Também tem aqueles que dizem que sou inteligente e posso tentar um concurso. Posso, de fato! Mas primeiro tem que haver uma vaga, uma vaga em um concurso que a minha formação sirva de alguma coisa. Fazer um concurso para um cargo administrativo agora é o mesmo que jogar fora tudo o que eu estudei até hoje no meu mestrado e doutorado. Ainda não estou preparado para simplesmente rasgar meus diplomas, porque eu não os conquistei para uma simples satisfação pessoal. O título de doutor, por exemplo, não me faz sentir mais inteligente. Eu fiz o curso para ter retorno financeiro. E, de fato, como mostrei anteriormente, eu só tive prejuízos deste investimento e o prognóstico continua nada bom.

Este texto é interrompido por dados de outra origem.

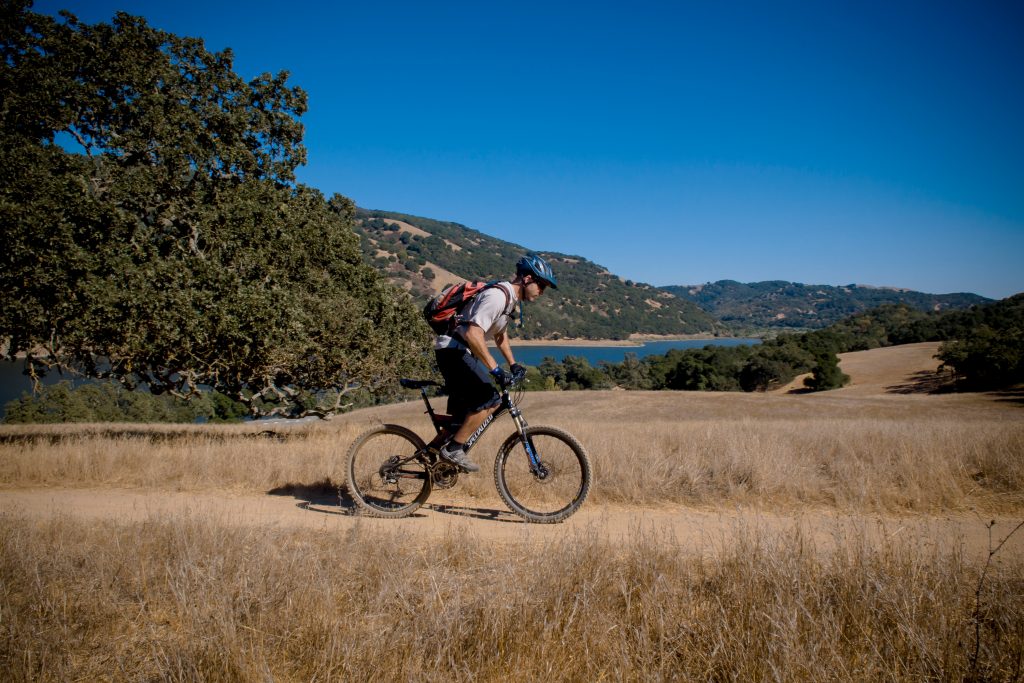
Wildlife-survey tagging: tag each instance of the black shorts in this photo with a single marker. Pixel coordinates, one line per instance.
(468, 382)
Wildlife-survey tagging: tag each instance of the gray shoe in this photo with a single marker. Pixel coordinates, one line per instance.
(459, 458)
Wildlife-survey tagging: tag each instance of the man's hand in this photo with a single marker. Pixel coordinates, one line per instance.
(518, 373)
(502, 376)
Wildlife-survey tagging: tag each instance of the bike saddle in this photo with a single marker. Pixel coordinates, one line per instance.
(418, 384)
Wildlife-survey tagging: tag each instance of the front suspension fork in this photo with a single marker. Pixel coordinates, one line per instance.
(527, 443)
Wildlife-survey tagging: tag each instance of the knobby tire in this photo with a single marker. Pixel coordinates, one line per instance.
(369, 456)
(548, 501)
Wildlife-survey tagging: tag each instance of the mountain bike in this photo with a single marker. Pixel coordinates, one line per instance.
(542, 473)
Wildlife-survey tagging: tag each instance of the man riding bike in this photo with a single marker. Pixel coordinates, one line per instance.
(466, 363)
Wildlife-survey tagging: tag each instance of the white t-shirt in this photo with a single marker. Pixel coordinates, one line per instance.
(489, 310)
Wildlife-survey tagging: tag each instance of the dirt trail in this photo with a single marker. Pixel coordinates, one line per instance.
(879, 372)
(699, 530)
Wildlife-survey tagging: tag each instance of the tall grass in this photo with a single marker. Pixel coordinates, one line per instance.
(186, 599)
(896, 454)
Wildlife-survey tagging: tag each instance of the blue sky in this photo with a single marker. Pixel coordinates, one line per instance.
(673, 142)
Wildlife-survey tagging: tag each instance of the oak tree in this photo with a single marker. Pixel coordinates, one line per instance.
(154, 231)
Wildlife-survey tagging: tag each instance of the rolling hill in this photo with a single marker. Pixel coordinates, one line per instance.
(424, 255)
(784, 304)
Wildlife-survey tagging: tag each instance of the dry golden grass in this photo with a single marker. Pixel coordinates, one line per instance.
(882, 453)
(194, 597)
(186, 599)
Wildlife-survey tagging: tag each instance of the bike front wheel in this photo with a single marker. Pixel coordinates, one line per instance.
(385, 475)
(548, 486)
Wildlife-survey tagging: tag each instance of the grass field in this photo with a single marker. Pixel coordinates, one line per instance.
(826, 595)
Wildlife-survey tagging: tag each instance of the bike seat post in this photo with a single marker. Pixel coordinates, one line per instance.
(430, 409)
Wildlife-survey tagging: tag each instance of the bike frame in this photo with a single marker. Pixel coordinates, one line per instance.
(506, 407)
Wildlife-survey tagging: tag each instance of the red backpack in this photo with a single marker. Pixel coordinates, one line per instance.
(442, 312)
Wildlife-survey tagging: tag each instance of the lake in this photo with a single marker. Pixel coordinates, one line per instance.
(13, 382)
(531, 355)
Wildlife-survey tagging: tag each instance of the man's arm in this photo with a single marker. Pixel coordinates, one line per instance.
(473, 336)
(502, 341)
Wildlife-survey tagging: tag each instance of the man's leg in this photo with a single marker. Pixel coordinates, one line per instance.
(470, 394)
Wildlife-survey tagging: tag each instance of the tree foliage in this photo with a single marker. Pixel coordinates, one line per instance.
(109, 401)
(990, 353)
(154, 231)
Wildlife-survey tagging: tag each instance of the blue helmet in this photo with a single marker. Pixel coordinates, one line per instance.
(531, 264)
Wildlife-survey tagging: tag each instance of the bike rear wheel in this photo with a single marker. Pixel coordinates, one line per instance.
(551, 493)
(385, 476)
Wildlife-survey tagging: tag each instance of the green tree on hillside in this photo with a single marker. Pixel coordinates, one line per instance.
(154, 231)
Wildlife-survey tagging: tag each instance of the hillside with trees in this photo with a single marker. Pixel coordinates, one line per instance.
(793, 305)
(982, 346)
(423, 255)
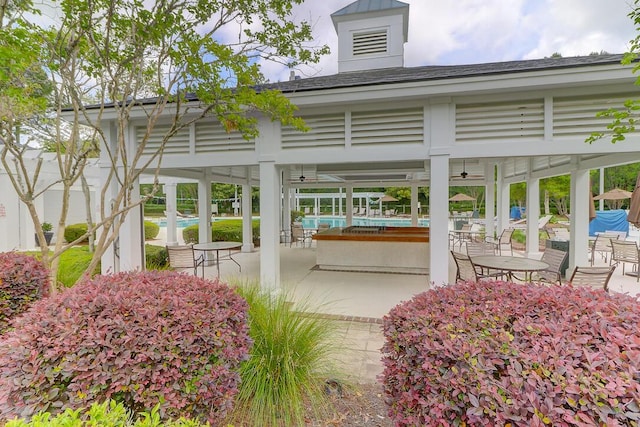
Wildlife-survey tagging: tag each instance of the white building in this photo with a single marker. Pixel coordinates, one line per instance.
(377, 123)
(16, 225)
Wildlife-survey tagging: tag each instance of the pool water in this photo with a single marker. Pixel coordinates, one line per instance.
(334, 221)
(312, 222)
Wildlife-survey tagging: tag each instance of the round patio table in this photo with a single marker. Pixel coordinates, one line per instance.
(217, 247)
(511, 264)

E isso não é pessimismo! É fato! Vivemos em um país que não valoriza a educação e, por causa disso, sabemos de antemão que concursos para professor serão raros. Desde que pedi demissão da Prefeitura do Natal, eu tentei cinco concursos, porque em quatro anos somente abriram cinco concursos que eu estava apto a tentar. Estar apto significa que são na área que tenho experiência porque não basta você passar nas provas neste tipo de concurso, seu currículo e sua experiência na área também valem muito. Eu me inscrevi nestes cinco, mas obviamente não passei, e me inscreverei nos próximos até um dia conseguir passar, porém as oportunidades serão raras por causa desta conjuntura que vos apresento.
A avaliação que faço da minha vida não é um eterno rosário de reclamações infundadas como faz parecer quando alguém usa os argumentos de baixa autoestima e pessimismo. São problemas reais avaliados racionalmente, se eu deveria acrescentar um pouco de acaso e fé nessa avaliação?, com certeza deveria. Se eu acreditasse, por exemplo, que o acaso pode romper o padrão de homens que conheço e me apresentar pessoas capazes de se interessar por mim, eu talvez sentisse mais paz. Se eu tivesse fé que o governo brasileiro vai resolver cuidar seriamente da educação e abrir concursos regulares, eu ficaria tranquilo, pois seria apenas uma questão de tempo. Mas o cérebro não deixa, me sinto um tolo ingênuo se repito qualquer uma dessas hipóteses (eu ia escrever fantasias para vocês verem como é grave a situação). É como se todos me dissessem que a + b é igual a c, e eu somo aqui e o resultado sempre sai x.
PS: Sim, estou em Belo Horizonte. Vim para a minha defesa da tese do doutorado. Desejem-me sorte.